Je n’ai aucune intention de faire ici un énième débat sur les mérites comparés des trois religions monothéistes, du bouddhisme, du paganisme et des autres croyances, c’est un sujet trop galvaudé et dont en vérité je ne me soucie guère. La question n’est pas de savoir si l’une ou l’autre apporte plus ou moins à l’enfant pour lequel les parents font un choix qu’il sera en grande majorité amené à suivre, pas plus n’est-il important de soutenir que faire le choix d’une religion peut lui être nuisible en lui imposant une morale et des critères de vie qui l’enfermeront dans un carcan dont il n’aura pas voulu. Non, il est clair que l’on fait des choix pour ses enfants par amour – amour des siens, amour de la croyance ou non croyance que l’on a choisi – ou simplement pour perpétuer des traditions familiales.
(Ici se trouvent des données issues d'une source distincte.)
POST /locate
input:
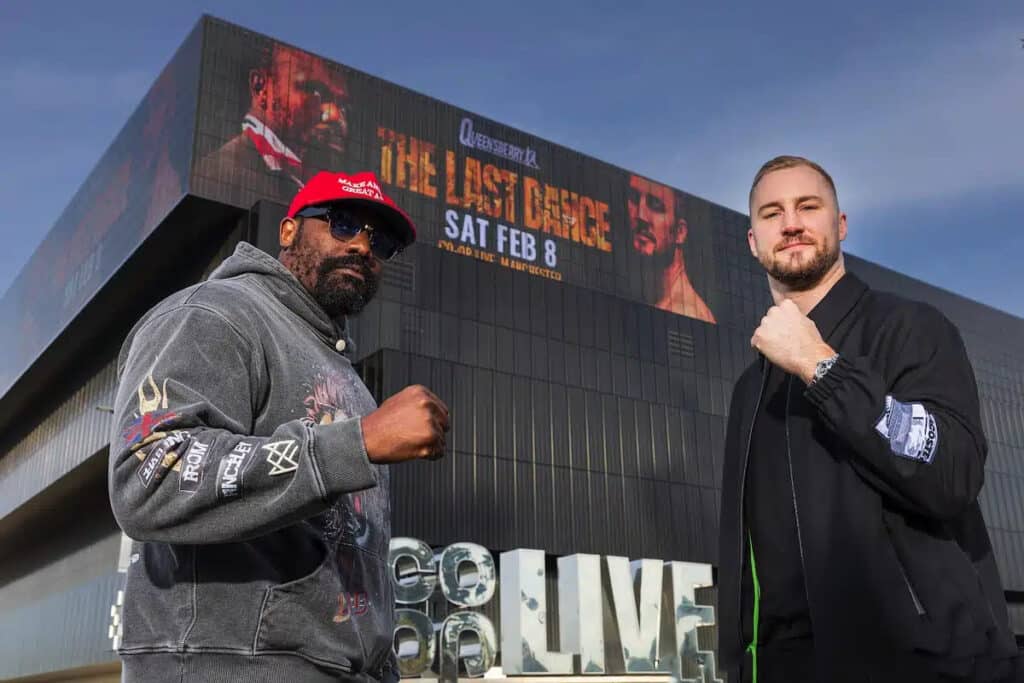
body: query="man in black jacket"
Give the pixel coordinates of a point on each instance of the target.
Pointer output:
(852, 545)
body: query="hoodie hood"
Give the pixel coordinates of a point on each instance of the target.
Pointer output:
(271, 273)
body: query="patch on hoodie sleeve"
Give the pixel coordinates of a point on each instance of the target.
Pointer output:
(910, 430)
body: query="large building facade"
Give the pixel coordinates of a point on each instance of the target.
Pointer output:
(584, 324)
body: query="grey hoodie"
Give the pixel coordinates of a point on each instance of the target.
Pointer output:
(238, 466)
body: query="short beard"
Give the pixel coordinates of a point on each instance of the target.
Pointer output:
(343, 295)
(805, 276)
(338, 295)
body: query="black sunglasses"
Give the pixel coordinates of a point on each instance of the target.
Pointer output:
(344, 226)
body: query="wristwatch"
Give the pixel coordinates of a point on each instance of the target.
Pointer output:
(823, 367)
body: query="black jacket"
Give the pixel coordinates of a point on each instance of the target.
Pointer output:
(898, 566)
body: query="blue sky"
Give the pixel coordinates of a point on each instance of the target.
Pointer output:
(916, 108)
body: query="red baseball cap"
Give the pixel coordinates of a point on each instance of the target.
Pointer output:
(327, 187)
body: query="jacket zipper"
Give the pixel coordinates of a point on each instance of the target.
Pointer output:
(913, 596)
(793, 488)
(742, 486)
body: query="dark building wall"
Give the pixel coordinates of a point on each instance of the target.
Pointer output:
(137, 181)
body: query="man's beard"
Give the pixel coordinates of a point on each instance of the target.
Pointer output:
(803, 274)
(337, 294)
(340, 294)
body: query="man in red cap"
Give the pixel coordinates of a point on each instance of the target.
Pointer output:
(249, 462)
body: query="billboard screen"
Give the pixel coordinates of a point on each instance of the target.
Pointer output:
(271, 116)
(142, 175)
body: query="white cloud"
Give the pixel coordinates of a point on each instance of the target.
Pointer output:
(943, 124)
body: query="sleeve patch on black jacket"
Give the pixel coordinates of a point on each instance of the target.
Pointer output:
(910, 430)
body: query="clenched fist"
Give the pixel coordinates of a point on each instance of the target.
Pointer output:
(410, 425)
(791, 341)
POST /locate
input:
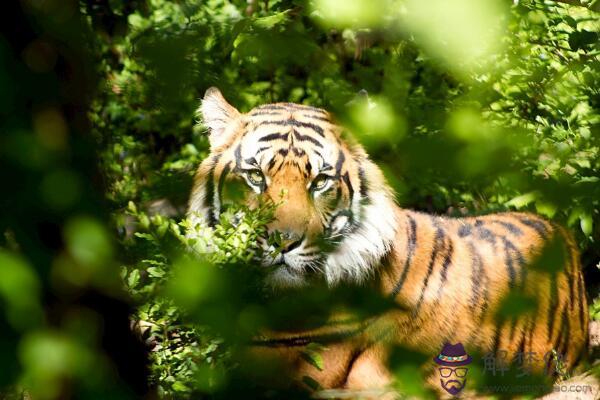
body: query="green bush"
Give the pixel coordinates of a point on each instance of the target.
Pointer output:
(468, 107)
(471, 108)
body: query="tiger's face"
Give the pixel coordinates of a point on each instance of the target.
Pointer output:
(326, 192)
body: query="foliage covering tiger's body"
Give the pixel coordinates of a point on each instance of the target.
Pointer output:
(449, 275)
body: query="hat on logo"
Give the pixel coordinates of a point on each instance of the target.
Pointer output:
(453, 355)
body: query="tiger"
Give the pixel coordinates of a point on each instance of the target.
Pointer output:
(449, 275)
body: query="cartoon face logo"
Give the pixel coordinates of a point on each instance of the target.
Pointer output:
(452, 368)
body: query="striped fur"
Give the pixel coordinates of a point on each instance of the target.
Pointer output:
(450, 274)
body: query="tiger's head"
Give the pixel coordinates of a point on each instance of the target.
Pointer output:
(327, 190)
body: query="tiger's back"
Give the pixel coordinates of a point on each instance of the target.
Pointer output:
(458, 277)
(487, 282)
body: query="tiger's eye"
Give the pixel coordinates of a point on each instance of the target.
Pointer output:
(320, 182)
(256, 177)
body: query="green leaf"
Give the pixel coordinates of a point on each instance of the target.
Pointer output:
(586, 223)
(581, 39)
(133, 279)
(156, 272)
(272, 20)
(522, 200)
(312, 355)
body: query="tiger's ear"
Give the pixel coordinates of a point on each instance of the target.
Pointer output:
(217, 114)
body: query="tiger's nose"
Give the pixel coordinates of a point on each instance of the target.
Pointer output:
(290, 240)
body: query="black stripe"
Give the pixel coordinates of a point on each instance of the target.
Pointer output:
(297, 341)
(476, 274)
(364, 190)
(251, 161)
(265, 112)
(582, 302)
(513, 327)
(439, 241)
(298, 152)
(512, 228)
(306, 138)
(346, 179)
(552, 311)
(260, 150)
(340, 163)
(464, 230)
(496, 342)
(486, 234)
(566, 332)
(445, 264)
(537, 225)
(512, 275)
(411, 238)
(521, 345)
(305, 107)
(293, 122)
(238, 157)
(274, 136)
(226, 170)
(210, 192)
(570, 272)
(318, 118)
(558, 341)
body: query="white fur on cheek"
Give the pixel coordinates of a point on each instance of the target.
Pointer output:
(360, 252)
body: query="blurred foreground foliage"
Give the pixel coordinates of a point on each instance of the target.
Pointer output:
(471, 107)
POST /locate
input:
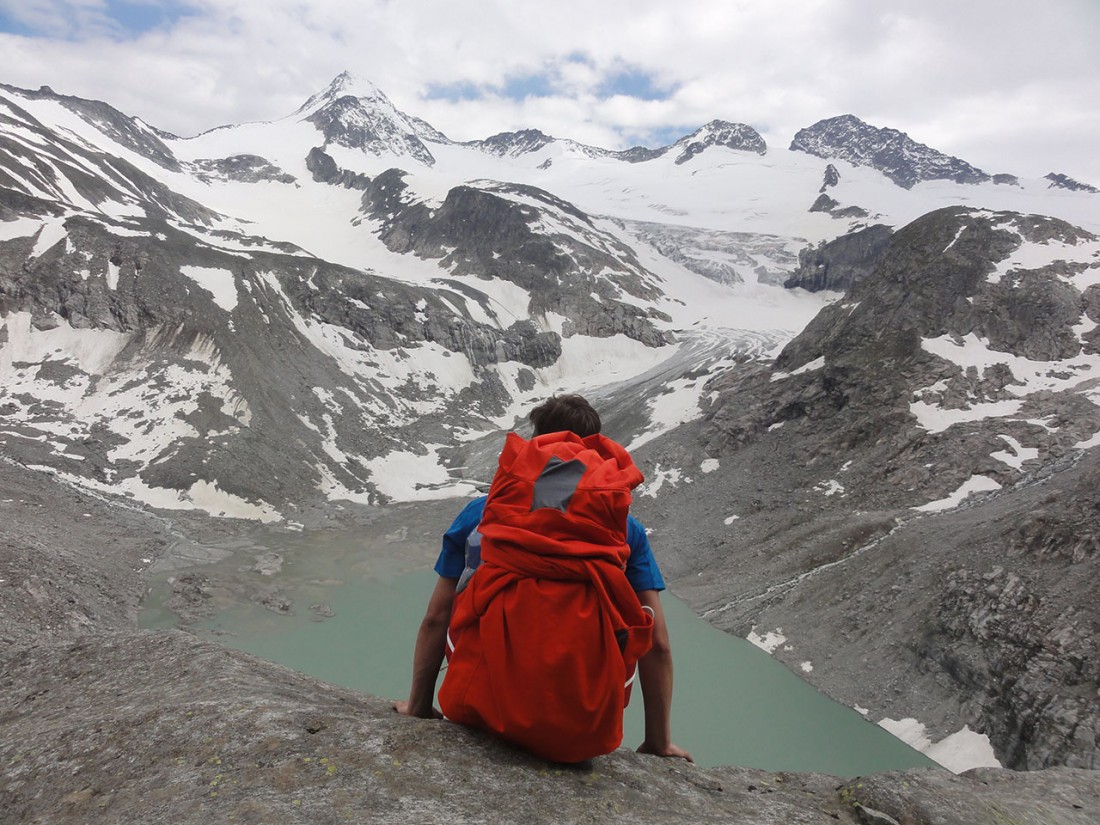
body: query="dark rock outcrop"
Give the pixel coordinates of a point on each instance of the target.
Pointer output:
(832, 177)
(106, 724)
(840, 263)
(491, 233)
(737, 136)
(323, 167)
(893, 153)
(828, 460)
(243, 168)
(1064, 182)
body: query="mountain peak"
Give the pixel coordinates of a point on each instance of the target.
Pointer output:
(355, 113)
(891, 152)
(343, 85)
(721, 133)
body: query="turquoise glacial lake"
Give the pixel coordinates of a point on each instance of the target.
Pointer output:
(733, 703)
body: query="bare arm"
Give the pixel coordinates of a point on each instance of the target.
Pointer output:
(428, 656)
(655, 672)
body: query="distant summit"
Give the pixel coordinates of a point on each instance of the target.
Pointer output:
(893, 153)
(355, 113)
(737, 136)
(1064, 182)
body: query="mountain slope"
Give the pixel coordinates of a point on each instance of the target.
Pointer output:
(902, 495)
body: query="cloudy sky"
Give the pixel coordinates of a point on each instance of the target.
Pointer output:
(1008, 85)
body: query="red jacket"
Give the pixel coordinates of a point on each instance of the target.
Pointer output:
(545, 639)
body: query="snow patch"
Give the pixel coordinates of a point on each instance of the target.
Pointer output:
(220, 283)
(960, 751)
(659, 477)
(408, 476)
(815, 364)
(770, 641)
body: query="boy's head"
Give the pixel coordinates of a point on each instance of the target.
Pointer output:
(565, 413)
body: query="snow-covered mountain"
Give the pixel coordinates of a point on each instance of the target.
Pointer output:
(428, 289)
(814, 352)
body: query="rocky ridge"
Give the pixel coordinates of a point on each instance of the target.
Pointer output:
(849, 483)
(893, 153)
(108, 724)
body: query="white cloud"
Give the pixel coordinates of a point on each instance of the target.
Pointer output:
(1004, 84)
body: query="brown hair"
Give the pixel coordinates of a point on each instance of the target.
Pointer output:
(561, 413)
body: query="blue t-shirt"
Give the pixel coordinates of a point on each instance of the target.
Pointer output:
(462, 540)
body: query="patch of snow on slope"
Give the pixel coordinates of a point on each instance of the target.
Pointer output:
(1016, 453)
(1032, 255)
(92, 350)
(974, 484)
(19, 228)
(1077, 374)
(960, 751)
(815, 364)
(52, 232)
(219, 282)
(408, 476)
(770, 641)
(657, 480)
(677, 405)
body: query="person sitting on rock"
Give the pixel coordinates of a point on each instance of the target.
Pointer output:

Mais inutile de se leurrer ! Faire le choix d’élever ses enfants dans une religion pour perpétuer sa foi, ses traditions et les valeurs morales qui s’y rattachent, ou tout au contraire décider de n’en rien faire et de lui inculquer des valeurs tout aussi morales, mais solidement ancrées dans la laïcité et parfois dans le paganisme, est de toutes façons profondément égoïste. Car nous emmenons nos enfants sur la route que nous pensons sincèrement être la meilleure pour eux sans avoir aucune certitude qu’elle leur convienne, nous savons seulement qu’elle nous a permis de nous construire et de devenir adultes et nous espérons qu’il en sera de même pour eux.
Là
est le carcan, celui qui vous étouffe s’il n’est pas taillé à vos mesures, car
toutes les traditions ne sont pas bonnes à suivre et se plier à les suivre
aveuglément peut vous rendre la vie haïssable. Les règles de la vie en société
nous obligent à respecter la plupart d’entre elles, mais je considère pour ma
part que beaucoup d’entre elles gagneraient à être allégées, revues et
corrigées dans un esprit de modernité. S’il est essentiel de revaloriser des
valeurs telles que le respect, la tolérance, la générosité, et bien entendu le
civisme, le reste semble inadapté à la vie actuelle. La politesse oui, mais pas
les ronds de jambes car nous sommes tous sur un pied d’égalité ! Le
respect certes, mais pas la servilité qui rôde toujours et qui conditionne les
faits et gestes de nombreuses personnes craignant pour leur avenir d’exprimer
purement et simplement leurs opinions et de faire valoir leurs idées. Ménager
la chèvre et le chou, disait-on dans ma famille… Cela est juste dans le
principe mais dangereux dans la réalité, car à trop ménager on finit par perdre
de vue ses objectifs premiers. Ne plus me soucier de ménager qui que ce soit
qui n’en vaille vraiment la peine m’a valu une réputation de « grande
gueule » fort utile pour régler certaines questions épineuses et m’imposer
dans les occasions les plus diverses.
Il
m’a fallu devenir mature pour affirmer mes choix et ma vraie personnalité – lesquels
ont déconcerté sinon déplu – et pour faire le tri entre croyances, traditions
et réalité de mes besoins. Or ceux-ci me portent vers le paganisme ce qui n’est
guère évident à vivre dans notre société pragmatique et individualiste.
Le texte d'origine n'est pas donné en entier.